The Asthma Foundation base their official advice for asthma control on advice given to them by research scientists. The advice they give on Buteyko reads to me as a fair and balanced summary of the current state of research in the area, with appropriate cautions for people planning to try it (talk to your doctor, keep taking your medication). Given the current state of the evidence, to advise otherwise would be reprehensible.
So, as I say, be as passionate as you like about Buteyko. Advocate for others to try it in case it helps them in the same way that it helped you. But don't assign impure motives to people who must, ethically, prefer research study evidence to your personal, non-controlled, non-blinded, sample of one.
And a good thing you had ventolin and not fenoterol (http://www.ncbi.nlm.nih.gov/pubmed/2565417). If you ever get the chance to hear him tell it, Julian Crane’s tale of that study and the threats he received from the pharmaceutical industry over its findings is a good listen.
ETA I see wasabicube did get fenoterol. Yikes.
I agree entirely that non-accident disability should attract the same support as accident disability. At the moment though I would be worried that the result would be the other way round - accident disability would be downgraded to the same level of support currently offered for non-accident disability.
It would certainly be in keeping with all the other bitter stories I've heard about ACC lately.
Could I make a complaint to the HRC of racial discrimination because I was not allowed to be paid as my partner’s carer and this woman was?

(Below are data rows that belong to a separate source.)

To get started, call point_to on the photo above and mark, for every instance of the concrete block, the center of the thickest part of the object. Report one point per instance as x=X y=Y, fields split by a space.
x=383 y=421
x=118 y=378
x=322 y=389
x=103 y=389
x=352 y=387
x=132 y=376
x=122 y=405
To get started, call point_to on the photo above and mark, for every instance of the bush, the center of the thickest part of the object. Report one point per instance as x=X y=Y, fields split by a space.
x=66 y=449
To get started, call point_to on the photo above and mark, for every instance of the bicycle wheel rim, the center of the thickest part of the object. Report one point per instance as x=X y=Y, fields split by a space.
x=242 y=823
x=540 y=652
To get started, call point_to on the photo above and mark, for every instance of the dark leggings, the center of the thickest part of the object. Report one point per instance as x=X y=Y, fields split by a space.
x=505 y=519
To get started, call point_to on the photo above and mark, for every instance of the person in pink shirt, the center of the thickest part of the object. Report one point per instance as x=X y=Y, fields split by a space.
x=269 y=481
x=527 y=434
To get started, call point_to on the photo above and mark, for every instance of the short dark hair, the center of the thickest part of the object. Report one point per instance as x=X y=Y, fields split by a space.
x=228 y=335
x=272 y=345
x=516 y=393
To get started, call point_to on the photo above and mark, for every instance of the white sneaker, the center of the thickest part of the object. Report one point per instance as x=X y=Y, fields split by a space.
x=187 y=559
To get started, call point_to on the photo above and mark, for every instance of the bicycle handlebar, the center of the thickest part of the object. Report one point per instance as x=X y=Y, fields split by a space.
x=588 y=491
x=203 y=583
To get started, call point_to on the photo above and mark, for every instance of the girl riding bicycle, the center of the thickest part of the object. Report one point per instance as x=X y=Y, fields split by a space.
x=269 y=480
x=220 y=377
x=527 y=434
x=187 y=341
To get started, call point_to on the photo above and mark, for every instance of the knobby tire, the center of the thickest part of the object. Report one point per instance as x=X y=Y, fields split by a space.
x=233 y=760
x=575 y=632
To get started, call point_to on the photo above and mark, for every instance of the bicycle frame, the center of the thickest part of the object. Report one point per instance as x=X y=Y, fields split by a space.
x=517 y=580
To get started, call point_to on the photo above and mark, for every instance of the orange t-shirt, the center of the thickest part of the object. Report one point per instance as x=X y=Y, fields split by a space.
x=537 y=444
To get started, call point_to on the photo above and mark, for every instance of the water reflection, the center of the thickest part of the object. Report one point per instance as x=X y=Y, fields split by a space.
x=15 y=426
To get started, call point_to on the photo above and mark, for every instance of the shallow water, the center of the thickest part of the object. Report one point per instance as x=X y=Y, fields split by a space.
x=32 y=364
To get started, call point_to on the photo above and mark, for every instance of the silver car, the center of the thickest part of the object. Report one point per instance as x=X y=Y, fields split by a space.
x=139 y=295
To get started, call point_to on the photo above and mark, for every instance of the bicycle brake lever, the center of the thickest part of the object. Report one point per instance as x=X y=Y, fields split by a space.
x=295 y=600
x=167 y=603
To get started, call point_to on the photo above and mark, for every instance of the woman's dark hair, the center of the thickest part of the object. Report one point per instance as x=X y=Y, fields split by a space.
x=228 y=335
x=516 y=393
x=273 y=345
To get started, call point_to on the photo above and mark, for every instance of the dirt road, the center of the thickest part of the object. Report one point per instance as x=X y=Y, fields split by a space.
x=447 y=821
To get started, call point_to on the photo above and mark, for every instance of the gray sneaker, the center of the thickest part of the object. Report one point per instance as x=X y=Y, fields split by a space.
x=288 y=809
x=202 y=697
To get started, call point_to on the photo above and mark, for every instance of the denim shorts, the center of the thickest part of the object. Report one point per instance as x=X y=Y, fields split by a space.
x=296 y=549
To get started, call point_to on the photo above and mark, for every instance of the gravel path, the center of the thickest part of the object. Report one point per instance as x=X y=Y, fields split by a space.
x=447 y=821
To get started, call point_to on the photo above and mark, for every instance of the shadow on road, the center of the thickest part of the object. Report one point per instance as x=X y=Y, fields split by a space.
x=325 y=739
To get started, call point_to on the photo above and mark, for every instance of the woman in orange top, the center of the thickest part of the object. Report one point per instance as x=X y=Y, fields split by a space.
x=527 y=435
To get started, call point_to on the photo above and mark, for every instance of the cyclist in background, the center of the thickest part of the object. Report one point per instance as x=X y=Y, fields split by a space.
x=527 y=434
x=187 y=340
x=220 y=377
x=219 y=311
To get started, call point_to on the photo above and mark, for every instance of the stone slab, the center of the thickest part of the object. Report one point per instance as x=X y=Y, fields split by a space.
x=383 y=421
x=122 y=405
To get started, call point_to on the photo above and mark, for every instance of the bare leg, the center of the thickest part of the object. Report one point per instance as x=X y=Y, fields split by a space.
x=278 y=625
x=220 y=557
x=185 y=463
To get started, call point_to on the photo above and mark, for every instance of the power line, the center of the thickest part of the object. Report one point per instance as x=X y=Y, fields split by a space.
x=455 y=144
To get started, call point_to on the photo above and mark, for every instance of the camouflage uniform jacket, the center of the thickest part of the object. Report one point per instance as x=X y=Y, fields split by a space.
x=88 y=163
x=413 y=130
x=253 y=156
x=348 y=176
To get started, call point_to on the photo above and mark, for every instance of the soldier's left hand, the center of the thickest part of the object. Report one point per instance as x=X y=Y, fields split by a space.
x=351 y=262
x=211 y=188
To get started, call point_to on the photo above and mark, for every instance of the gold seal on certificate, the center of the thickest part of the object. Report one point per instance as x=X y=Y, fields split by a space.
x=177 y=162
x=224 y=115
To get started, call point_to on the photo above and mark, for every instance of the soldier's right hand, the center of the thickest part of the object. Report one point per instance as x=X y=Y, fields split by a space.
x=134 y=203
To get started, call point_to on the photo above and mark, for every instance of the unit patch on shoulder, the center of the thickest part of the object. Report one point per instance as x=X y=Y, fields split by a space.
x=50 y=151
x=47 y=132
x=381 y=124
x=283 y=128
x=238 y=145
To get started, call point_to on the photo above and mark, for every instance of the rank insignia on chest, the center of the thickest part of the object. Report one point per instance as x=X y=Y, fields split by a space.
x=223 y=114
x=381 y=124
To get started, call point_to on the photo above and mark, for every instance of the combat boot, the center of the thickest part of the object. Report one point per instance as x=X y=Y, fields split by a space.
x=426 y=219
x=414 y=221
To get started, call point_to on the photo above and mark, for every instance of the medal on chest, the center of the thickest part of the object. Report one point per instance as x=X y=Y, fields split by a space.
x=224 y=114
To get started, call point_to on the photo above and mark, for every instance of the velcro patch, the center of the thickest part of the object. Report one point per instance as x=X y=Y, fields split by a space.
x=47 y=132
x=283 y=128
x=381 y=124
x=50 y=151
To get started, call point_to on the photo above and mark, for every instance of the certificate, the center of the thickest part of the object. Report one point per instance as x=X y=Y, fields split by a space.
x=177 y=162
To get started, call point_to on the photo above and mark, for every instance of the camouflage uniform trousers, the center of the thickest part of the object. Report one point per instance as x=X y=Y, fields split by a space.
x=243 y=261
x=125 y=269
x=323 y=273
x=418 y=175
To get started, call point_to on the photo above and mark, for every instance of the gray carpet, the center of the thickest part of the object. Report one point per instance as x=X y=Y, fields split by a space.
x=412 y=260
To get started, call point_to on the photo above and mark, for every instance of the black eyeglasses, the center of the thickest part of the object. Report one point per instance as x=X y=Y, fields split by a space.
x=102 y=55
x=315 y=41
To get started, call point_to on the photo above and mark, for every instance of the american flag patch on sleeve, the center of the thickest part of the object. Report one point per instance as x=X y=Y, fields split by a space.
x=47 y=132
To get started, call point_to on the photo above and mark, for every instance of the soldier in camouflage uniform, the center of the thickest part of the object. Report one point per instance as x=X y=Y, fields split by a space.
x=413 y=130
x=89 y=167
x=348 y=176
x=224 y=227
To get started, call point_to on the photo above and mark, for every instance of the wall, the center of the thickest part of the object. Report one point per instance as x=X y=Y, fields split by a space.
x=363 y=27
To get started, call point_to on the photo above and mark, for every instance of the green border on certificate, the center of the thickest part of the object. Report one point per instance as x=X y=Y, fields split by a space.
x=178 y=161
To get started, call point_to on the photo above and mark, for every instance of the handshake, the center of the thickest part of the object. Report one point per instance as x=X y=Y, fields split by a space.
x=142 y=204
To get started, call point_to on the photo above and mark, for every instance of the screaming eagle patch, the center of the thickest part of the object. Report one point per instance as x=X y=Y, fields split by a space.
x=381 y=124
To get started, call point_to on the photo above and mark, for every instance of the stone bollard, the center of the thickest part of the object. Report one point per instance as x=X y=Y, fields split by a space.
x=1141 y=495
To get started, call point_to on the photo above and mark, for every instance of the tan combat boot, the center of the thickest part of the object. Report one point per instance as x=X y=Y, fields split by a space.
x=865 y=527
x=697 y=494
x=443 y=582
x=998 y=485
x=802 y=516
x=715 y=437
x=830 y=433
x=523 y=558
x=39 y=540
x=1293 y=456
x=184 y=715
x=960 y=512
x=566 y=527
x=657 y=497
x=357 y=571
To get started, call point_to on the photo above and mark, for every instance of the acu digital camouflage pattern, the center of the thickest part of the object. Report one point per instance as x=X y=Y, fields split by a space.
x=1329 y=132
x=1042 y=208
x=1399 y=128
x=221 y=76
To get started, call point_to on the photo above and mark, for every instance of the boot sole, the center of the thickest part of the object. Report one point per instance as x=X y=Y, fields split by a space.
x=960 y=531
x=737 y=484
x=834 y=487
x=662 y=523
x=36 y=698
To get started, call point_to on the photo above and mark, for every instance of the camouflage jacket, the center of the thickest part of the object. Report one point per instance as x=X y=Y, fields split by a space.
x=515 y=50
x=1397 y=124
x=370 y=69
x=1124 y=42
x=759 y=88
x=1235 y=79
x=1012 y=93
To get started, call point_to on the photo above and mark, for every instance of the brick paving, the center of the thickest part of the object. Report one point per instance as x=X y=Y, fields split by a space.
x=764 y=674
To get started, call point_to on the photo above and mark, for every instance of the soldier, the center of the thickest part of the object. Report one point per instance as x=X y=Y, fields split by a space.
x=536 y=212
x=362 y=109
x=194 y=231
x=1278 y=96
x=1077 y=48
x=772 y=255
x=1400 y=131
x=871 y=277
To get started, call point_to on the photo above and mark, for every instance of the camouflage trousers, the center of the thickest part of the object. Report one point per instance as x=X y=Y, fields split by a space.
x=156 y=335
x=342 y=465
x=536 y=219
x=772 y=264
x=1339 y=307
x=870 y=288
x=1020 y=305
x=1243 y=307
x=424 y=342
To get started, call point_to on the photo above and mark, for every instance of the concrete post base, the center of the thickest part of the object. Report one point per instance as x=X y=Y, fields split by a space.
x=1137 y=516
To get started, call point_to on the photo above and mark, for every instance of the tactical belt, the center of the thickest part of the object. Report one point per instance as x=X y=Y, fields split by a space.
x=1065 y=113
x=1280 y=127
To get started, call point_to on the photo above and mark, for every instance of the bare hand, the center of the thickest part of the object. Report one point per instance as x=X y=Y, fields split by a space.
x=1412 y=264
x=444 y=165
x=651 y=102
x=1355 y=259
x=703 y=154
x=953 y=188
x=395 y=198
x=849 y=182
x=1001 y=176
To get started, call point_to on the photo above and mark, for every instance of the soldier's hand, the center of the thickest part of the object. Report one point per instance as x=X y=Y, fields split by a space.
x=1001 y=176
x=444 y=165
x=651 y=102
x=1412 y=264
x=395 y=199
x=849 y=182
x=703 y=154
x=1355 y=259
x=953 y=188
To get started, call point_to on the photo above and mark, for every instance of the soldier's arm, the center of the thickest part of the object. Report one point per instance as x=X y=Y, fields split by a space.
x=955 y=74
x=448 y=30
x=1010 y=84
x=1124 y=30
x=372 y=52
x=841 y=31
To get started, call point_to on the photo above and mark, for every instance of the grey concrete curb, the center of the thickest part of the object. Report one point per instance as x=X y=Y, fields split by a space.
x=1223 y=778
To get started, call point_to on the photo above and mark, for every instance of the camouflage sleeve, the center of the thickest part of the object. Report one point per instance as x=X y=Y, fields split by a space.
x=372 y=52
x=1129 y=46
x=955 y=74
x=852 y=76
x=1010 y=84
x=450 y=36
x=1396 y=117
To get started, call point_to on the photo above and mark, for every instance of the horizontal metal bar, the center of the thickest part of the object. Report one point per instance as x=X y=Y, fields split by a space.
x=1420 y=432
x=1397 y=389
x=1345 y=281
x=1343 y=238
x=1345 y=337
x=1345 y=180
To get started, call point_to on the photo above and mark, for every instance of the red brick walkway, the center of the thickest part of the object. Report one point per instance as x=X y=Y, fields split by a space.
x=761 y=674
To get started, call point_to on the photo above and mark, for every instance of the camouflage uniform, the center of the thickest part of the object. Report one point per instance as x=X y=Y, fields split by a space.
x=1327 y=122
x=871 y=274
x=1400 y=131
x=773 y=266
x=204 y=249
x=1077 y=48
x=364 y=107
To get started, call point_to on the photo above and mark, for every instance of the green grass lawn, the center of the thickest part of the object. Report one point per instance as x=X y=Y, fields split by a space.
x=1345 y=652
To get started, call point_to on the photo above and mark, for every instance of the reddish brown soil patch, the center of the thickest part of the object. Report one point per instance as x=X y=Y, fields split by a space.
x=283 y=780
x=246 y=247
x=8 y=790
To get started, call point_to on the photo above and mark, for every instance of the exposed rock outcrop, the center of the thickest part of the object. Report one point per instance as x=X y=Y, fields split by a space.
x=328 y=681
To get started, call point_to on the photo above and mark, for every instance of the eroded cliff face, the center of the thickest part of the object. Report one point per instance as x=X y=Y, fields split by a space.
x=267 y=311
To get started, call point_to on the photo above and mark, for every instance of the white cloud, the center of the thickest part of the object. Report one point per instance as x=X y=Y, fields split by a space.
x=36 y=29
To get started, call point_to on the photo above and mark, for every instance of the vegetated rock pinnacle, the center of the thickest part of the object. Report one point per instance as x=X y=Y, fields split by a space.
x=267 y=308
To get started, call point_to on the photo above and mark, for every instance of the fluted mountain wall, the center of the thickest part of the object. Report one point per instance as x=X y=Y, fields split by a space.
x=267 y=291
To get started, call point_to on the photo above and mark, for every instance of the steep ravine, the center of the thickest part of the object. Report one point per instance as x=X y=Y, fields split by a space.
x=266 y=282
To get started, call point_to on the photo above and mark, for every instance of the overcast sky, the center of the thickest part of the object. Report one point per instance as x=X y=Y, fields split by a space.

You could complain to the HRC but I'm guessing the couple you cite were one of those who slipped through under the radar, rather than there being different rules for Pacific people. The HRC would contact the MoH and say "please explain", and the MoH would say "gosh, you're right, that shouldn't have happened, we've stopped it". The outcome would not be that other people would suddenly start to be eligible to be paid to care for family, it would be that the Taituas' arrangement would be stopped and they'd be left as miserable as everyone else. I don't think I'd call that a win.
It's just your basic poor logic. Because some (a few) people choose a simpler and/or lower consumption life, then all people who live with less must have chosen to live that way.